Image segmentation: leaving some pixels unlabeled?

Short version: Is it possible to leave some pixels unlabeled when training a segmentation model? If so, how would I specify “unlabeled” when creating the mask?

Long version: I am hoping to train a segmentation model to classify vegetation cover types in aerial imagery. I will need to create my own labeled masks to train the model, and I am thinking about ways to do this quickly and efficiently. One option would be to only label some of the pixels in the image, such as the ones that are easiest to draw polygons around, or even just a few “representative examples” as opposed to every single pixel. Here is an example of how I would like to be able to label an image:

Is there a way to assign pixels a “no data” value so they are not considered in the fitting of the model?
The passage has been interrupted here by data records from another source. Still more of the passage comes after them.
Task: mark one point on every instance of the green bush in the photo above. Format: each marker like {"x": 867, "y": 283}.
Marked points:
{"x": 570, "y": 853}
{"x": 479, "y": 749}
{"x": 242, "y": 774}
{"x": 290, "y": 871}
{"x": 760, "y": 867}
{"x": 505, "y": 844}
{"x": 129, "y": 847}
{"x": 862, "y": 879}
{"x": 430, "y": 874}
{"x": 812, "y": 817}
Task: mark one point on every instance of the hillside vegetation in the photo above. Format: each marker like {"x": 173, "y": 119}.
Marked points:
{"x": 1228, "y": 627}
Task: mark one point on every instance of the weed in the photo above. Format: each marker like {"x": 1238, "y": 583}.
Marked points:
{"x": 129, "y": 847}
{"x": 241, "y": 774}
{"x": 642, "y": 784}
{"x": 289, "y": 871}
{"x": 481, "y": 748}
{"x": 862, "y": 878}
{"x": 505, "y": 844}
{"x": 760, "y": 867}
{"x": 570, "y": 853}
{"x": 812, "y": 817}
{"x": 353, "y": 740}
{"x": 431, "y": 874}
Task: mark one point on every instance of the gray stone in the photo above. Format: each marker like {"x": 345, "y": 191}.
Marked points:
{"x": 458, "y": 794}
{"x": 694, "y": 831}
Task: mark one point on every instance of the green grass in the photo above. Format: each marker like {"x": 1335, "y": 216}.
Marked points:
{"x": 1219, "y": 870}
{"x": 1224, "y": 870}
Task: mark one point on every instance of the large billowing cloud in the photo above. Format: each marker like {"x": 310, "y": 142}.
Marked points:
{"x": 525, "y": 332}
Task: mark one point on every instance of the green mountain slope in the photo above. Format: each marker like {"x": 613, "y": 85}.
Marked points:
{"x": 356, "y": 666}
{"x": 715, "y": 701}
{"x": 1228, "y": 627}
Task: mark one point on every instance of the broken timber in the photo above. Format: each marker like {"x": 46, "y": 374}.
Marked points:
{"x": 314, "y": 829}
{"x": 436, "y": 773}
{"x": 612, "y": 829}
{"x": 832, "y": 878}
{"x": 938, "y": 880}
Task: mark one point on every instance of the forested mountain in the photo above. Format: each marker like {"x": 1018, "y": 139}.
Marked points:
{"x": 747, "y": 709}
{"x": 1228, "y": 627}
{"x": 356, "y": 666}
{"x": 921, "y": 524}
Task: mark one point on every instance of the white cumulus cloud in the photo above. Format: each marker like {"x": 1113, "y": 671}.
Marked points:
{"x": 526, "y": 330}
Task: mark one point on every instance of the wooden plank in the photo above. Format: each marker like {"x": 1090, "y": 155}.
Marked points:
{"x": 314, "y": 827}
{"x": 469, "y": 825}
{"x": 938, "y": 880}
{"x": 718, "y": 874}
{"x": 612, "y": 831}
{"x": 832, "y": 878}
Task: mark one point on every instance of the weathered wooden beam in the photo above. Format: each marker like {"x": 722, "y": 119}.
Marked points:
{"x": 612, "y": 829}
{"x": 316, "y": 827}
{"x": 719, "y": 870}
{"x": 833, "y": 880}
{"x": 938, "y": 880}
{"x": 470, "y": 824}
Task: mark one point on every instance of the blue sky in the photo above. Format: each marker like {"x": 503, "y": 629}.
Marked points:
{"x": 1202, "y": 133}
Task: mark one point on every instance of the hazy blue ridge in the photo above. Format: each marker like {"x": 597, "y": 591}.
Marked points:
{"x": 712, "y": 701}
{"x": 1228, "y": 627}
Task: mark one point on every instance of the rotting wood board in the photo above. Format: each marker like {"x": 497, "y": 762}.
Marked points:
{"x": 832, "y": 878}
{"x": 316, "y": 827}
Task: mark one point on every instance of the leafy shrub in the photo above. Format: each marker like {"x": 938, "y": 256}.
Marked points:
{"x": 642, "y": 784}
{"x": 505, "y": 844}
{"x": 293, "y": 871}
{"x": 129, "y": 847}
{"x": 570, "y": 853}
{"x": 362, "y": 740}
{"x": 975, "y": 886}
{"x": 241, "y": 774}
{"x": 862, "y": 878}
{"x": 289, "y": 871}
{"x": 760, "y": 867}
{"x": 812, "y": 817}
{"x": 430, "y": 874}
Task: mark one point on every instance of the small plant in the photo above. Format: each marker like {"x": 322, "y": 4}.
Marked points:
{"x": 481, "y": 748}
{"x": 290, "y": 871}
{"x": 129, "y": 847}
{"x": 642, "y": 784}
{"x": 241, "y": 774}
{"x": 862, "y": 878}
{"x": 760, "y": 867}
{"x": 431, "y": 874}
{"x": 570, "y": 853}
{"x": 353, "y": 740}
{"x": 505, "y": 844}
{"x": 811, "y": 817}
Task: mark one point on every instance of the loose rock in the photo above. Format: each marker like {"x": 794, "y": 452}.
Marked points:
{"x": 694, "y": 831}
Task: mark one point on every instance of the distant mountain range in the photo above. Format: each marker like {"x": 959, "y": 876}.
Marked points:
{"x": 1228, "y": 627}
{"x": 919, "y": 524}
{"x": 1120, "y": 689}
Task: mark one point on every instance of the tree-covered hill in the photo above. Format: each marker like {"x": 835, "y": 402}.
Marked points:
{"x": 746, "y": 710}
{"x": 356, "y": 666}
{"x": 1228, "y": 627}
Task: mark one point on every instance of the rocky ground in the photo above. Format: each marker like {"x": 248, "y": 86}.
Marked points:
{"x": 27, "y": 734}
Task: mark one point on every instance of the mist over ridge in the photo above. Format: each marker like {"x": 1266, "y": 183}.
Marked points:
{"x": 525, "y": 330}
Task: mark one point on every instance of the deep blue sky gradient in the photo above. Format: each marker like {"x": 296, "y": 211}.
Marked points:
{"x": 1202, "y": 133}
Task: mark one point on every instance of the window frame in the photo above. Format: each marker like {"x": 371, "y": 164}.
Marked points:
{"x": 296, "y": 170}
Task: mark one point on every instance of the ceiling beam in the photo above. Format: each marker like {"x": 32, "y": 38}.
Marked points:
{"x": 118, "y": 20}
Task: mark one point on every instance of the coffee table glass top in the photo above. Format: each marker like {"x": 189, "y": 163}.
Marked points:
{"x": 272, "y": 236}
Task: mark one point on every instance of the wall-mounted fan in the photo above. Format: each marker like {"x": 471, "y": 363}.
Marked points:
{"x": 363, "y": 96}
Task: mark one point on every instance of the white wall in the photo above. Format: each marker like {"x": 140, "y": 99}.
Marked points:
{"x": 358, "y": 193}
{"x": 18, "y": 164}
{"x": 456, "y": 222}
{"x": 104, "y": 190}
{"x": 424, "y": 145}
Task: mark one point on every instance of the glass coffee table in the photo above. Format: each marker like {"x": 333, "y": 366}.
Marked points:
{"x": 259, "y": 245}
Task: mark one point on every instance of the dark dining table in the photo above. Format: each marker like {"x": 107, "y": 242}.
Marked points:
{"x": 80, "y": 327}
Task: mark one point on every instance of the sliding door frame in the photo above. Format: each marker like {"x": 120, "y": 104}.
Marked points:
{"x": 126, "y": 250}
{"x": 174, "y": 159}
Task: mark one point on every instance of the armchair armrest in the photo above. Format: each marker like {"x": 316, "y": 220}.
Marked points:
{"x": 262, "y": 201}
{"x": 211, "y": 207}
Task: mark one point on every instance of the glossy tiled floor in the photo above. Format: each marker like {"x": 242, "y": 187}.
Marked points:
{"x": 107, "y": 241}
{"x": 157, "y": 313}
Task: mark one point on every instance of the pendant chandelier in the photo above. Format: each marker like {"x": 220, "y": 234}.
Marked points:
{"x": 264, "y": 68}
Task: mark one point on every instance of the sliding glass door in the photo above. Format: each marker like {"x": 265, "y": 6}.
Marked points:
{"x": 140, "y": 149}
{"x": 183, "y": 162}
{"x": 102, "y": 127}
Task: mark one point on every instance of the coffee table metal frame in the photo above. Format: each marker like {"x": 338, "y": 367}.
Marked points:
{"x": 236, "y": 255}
I don’t think it would work to create a new class called “unclassified”, as this would cause the model to get confused between the labeled features and the unlabeled features that are actually of the same class as some of the labeled features.

Thanks in advance for any help!

When you do segmentation you will usually do pixel-wise MSE or something as a loss function.
If you generate masks with this “Unlabeled” class you can adjust your loss functions as follows:
Assuming you have your predictions p (prediction) and segmentation mask t (target) you can find
t != UNLABELED (whatever value this unlabeled class has) which is a tensor containing booleans.
You can then either index your p and t tensors using this resulting tensor as a mask for both tensors or just do

hasLabel = (t != UNLABELED).float()
loss = mse(p * hasLabel, t * hasLabel)

which will basically replace every pixel in your prediction and label with 0, leading to no loss contribution. Using indexes is probably faster, but you will have to look for the appropriate function in the pytorch documentation.

Note that you do NOT want to remove stuff from your input because of that, because your convolutions will need to take the unlabeled parts into consideration.


Thanks very much! This makes a lot of sense. I’ll try this out and will report back here.

I’m working on implementing this solution (and learning fastai, PyTorch, and Python concurrently :).

I see that the default loss function for segmentation is (flattened) CrossEntropyLoss(). This function relies on torch.nn.functional.cross_entropy() to do the actual math. It takes an input (predictions) and target (segmentation mask). It returns a single value. There are several things I don’t understand:

  1. Given the loss function outputs a single value, how can I apply the suggestion from @xeTaiz (above) to assign zero loss to the pixels in the “unlabeled” class?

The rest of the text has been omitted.